I wanted to scream for her to run, but I couldn't. I had to remain silent as it all happened. I could not speak: I was not in control.
"Really?" she asked as a few people walked up behind the boy. "You love me?"
He smiled again as he gave a low chuckle. "I could never love a pig like you."
The audience that had gathered behind him broke into hysteria, but she ran out the doors not daring to look back. She wouldn't endure her hell another minute. As I followed her, the walls of the school transformed into the walls of an empty room. Nothing but she was in the room. She sat on the floor, a gun in her shaking hand.

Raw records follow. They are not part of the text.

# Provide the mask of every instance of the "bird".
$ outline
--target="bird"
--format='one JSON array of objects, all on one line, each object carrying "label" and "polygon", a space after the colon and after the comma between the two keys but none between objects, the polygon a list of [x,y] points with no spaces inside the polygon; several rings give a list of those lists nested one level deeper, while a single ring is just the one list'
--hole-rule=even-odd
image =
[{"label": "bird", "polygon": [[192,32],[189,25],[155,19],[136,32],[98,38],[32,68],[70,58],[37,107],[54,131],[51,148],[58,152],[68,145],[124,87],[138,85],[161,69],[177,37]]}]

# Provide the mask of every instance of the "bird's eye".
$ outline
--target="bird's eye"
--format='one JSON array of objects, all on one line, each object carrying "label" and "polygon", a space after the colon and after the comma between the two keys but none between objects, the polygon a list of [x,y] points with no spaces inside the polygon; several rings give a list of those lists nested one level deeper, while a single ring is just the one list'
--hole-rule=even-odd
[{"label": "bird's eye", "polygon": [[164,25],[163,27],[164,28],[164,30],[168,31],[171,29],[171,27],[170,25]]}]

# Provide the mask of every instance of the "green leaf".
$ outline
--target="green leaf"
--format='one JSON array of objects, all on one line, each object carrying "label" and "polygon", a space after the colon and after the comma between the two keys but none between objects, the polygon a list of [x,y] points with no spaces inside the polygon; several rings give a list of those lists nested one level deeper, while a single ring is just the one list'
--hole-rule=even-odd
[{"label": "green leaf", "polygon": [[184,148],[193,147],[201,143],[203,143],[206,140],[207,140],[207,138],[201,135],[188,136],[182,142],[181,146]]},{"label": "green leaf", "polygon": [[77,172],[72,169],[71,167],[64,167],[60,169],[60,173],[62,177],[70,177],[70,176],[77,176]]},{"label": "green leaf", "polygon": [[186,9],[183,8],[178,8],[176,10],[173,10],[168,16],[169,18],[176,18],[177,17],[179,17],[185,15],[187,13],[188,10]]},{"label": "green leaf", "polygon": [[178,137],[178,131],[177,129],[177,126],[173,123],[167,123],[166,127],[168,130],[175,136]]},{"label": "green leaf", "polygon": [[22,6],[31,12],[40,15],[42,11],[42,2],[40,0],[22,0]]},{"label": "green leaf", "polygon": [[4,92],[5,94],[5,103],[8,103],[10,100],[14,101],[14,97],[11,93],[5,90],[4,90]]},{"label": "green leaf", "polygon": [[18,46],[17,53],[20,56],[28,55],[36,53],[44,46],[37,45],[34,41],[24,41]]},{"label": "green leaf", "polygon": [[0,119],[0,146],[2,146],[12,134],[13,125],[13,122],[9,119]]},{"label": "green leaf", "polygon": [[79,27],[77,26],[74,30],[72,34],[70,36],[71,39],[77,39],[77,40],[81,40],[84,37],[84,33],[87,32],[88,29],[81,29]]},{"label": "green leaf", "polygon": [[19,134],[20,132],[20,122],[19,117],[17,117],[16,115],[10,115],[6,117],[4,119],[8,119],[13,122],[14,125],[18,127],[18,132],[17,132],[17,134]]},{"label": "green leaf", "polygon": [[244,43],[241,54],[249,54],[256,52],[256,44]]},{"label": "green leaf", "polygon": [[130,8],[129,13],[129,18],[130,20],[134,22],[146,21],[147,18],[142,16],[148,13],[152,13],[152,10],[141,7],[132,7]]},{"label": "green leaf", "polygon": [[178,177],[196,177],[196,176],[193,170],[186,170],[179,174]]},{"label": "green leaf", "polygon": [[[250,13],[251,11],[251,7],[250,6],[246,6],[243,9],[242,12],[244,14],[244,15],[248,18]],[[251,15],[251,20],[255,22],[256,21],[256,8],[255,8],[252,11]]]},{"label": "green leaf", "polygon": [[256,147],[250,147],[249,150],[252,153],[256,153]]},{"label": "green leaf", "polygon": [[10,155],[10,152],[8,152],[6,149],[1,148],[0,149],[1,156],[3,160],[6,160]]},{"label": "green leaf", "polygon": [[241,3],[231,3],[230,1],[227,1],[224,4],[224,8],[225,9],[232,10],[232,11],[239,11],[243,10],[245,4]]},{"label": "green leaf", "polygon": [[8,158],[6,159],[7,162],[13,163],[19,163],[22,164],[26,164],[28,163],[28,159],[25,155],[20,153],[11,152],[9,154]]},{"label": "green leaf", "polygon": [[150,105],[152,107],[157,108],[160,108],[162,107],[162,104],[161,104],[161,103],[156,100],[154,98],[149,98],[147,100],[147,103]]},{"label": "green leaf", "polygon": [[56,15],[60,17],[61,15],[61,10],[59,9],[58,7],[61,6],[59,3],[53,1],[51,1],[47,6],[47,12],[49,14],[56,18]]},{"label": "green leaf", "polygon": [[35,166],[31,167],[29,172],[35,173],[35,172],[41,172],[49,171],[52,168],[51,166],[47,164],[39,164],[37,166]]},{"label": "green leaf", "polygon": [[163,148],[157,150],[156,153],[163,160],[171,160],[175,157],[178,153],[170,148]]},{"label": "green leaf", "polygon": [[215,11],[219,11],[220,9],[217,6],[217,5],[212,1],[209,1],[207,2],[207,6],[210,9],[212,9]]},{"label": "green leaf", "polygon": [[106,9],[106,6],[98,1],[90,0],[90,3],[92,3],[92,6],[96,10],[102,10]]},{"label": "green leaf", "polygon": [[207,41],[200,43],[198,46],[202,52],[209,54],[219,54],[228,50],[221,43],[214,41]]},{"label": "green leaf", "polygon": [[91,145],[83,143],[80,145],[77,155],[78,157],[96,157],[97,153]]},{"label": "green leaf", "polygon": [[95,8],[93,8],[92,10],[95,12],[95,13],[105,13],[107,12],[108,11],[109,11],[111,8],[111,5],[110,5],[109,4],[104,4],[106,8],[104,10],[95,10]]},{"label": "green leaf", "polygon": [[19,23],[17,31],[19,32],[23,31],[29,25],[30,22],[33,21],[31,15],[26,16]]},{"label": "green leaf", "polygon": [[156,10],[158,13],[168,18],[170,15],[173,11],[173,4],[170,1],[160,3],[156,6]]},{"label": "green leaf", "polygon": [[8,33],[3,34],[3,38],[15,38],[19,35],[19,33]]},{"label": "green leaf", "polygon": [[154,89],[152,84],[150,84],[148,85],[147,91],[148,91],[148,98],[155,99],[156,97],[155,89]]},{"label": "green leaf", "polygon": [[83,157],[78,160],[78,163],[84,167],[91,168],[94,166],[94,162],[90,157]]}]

I walked up to her and gently placed my hand over hers and the gun before delicately prying it out of her fingers. She sat there sobbing and I allowed my own tears to fall. I desperately wanted to relieve her pain; to carry her burden. A burden so familiar, it seemed an impossibility that someone else would have to bear it.
I had dreams once too: dreams of excavating a tomb in Egypt, flying a shuttle to Mars, or discovering a cure for diabetes. But, my dreams slowly faded and transformed into the nightmares of my life. The nightmare of being unloved, unnoticed, and uncared for. The nightmare where I was seen as lower than human and unworthy of love or acceptance. The nightmare that changed my destiny from dreamer to dream walker.
I now only exist in the dream world as a vapor of a subconscious. Someone you've seen or you wish existed. I see what other people dream to be one day as well as those on a road to becoming a dream walker themselves. I see those who need their dreams back; who need a chance to be shown they can dream again. But, I can only show that here. I'm a dream walker: I don't exist once you wake up.